The BOC meeting turned out to be more dovish than expected. While leaving the overnight rate at 0.5%, the central bank trimmed its growth forecast for 2016 and 2017, and pushed backward the timing of the economy’s expected return to full capacity to mid-2017. Domestically, the BOC acknowledged that the economy has rebounded as projected in July. However, weakened dynamics in global growth should affect the country’s economic expansion which highly reliant on exports. Canadian dollar plunged more than -1% against US dollar. The loonie had strengthened against greenback over the past 3 weeks.

Policymakers acknowledged that global economic growth has been ‘a little weaker than expected this year’. Yet, they believed that the momentum pointing to a pickup in 2016 and 2017 remains ‘largely intact’. Regarding Canada’s largest trading partner, the US, the central bank noted that US’ economy is expected to ‘continue growing at a solid pace with particular strength in private domestic demand, which is important for Canadian exports’. On China, policymakers admitted that ‘uncertainty about China’s transition to a slower growth path has contributed to further downward pressure on prices for oil and other commodities’. We will discuss in the next paragraph that how the concerns over China have led to BOC’s downgrade of growth outlook.

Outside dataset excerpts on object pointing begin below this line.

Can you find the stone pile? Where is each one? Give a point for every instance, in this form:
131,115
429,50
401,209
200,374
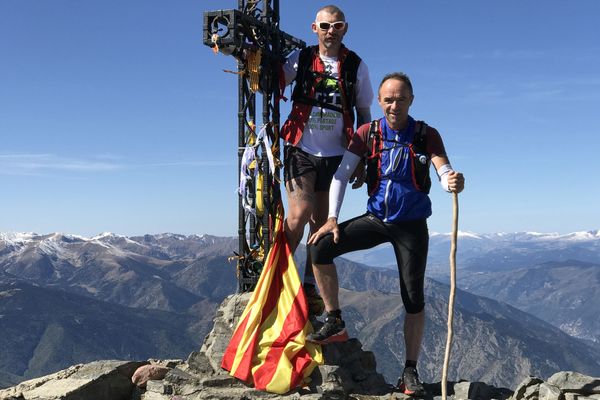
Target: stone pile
560,386
349,372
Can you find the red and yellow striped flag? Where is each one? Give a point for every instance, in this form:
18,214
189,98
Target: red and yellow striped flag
269,347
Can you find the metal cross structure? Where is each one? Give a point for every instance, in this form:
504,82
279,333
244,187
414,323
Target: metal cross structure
252,35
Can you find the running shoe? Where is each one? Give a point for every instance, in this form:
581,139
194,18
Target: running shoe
332,331
410,384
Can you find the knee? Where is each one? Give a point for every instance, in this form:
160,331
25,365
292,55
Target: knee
320,252
414,309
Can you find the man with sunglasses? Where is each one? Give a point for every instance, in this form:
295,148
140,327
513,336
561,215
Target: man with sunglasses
331,84
399,152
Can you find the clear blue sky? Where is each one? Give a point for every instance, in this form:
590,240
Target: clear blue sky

Domestically, the BOC indicated that the economy ‘has rebounded, as projected in July’. For non-resource sectors, the ‘looked-for signs of strength are more evident, supported by the stimulative effects of previous monetary policy actions and past depreciation of the Canadian dollar’. What concerned policymakers the most is that a persistent decline in commodity prices would result in a downgrade to potential growth at least for the next year or two. As mentioned in the statement, the BOC noted that ‘lower prices for oil and other commodities since the summer have further lowered Canada’s terms of trade and are dampening business investment and exports in the resource sector’. This is the key reason for the central bank to downgrade its growth forecasts for 2016 and 2017. The Bank now projects real GDP will expand +1.1% in 2015, before accelerating to about +2% in 2016 and then +2.5% in 2017. The economy is now expected to return to full capacity, and inflation sustainably to target, around mid-2017.

On inflation, the BOC suggested that ‘total CPI inflation remains near the bottom of the Bank’s target range, owing to declines in consumer energy prices. Core inflation is close to +2% as the transitory effects of the past depreciation of the Canadian dollar are roughly offsetting disinflationary pressures from economic slack, which has increased this year. The Bank judges that the underlying trend in inflation continues to be about 1.5 to 1.7%’.

The BOC currently believes that the global economic slowdown and a rapid moderation in China’s growth might lend external support to Canada’s economic expansion. While the central bank now expects the economy to return to full capacity at around mid-2017, we see the potential for upside surprises after factoring in the planned increase in infrastructural spending by the newly election Liberal government.